You can tell Sondheim really likes Donna McKechnie, who was one smart cookie. While everyone else looks like Death warmed over, she's in full make-up and lashes, and is the freshest-looking one there.
For anyone who is a Company fan, the commentary here by Stritch and Prince is tremendously interesting. Penbebaker's comments on the documentary are fun, but a few times his comments verge on the irrelevant. Stritch's discission of her struggles are especially absorbing. Prince, as usual, can be a bit self-congratulatory., but he still has useful info on Company and the recording.
Dean Jones really wasn't cut out for performing so many times per week. In film he projected nothing more than a certain pleasant blankness. He'd become a star in Disney films, and the Disney studio was its own little world that promoted and protected its talent. It was possible for Jones to become a fairly big name just making family films for them (some made a lot of money). His voice was good enough, but his performance in Company here is a bit bland. That isn't inappropriate for Bobby, who is disengaged, but it isn't very interesting. Raul Esparza's Bobby is better, as he brought to Bobby not just withdrawal, but bitterness and even anger, plus just singing more beautifully. I wish I could have seen/heard Larry Kert in the part, as he was supposedly excellent. They made a special exception for him that made him eligible for a Tony nomination, even though he didn't originate the part.
Jones asked to leave the show upon opening because he was going through a divorce at the time and he didn’t think he could cope with both the difficulty of eight performances a week and the strain of the divorce. Hal Prince agreed to release Jones if he agreed to record his part for the cast album, which he did the Sunday after the show’s opening, as noted here. He was replaced by Broadway star Larry Kert, who no doubt felt a bit cheated carry the lead but be excluded from the cast album. The rest is history.

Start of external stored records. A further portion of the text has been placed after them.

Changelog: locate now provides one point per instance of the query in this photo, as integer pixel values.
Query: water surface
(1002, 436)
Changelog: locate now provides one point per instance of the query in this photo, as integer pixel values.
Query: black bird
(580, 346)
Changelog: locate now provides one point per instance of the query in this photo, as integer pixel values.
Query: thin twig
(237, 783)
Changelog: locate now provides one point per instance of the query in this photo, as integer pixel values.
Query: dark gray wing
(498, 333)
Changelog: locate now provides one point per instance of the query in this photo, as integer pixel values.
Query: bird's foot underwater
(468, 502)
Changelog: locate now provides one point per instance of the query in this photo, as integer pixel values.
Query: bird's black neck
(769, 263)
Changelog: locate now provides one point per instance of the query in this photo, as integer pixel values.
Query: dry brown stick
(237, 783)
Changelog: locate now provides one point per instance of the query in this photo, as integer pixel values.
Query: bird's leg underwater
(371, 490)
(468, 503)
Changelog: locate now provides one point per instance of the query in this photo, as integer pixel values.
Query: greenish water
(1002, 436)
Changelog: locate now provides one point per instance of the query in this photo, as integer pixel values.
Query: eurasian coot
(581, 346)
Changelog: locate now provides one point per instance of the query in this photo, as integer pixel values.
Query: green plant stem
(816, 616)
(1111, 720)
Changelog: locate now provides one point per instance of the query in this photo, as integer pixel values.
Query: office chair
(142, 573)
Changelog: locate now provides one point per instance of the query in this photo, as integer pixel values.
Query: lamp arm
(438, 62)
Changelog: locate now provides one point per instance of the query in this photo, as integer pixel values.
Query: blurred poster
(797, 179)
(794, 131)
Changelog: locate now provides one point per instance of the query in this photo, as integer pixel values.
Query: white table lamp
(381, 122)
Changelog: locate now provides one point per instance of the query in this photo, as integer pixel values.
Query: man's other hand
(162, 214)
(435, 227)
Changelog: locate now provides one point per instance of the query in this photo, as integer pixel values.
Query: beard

You got that right! Her voice is astonishing in the staged revival @ Lincoln Center. She stopped the show nearly 12 years after the original production. Her voice got better!
Being Alive, Another Hundred People, and Ladies Who Lunch, are the standout songs from this album. But only Elaine Stritch is remembered. Dean Jones was in maybe 10 actual performances, and no one knows what the characters name is who sings "another hundred people" let alone who it was. I don't know if this show is what created the piece for Donna Mckechnie in a chorus line.
The commentary is from 30 years later. The original is now licensed by Criterion in 2022 and unavailable on RU-vid . An entirely new documentary of the 2022 production airs on PBS in the spring.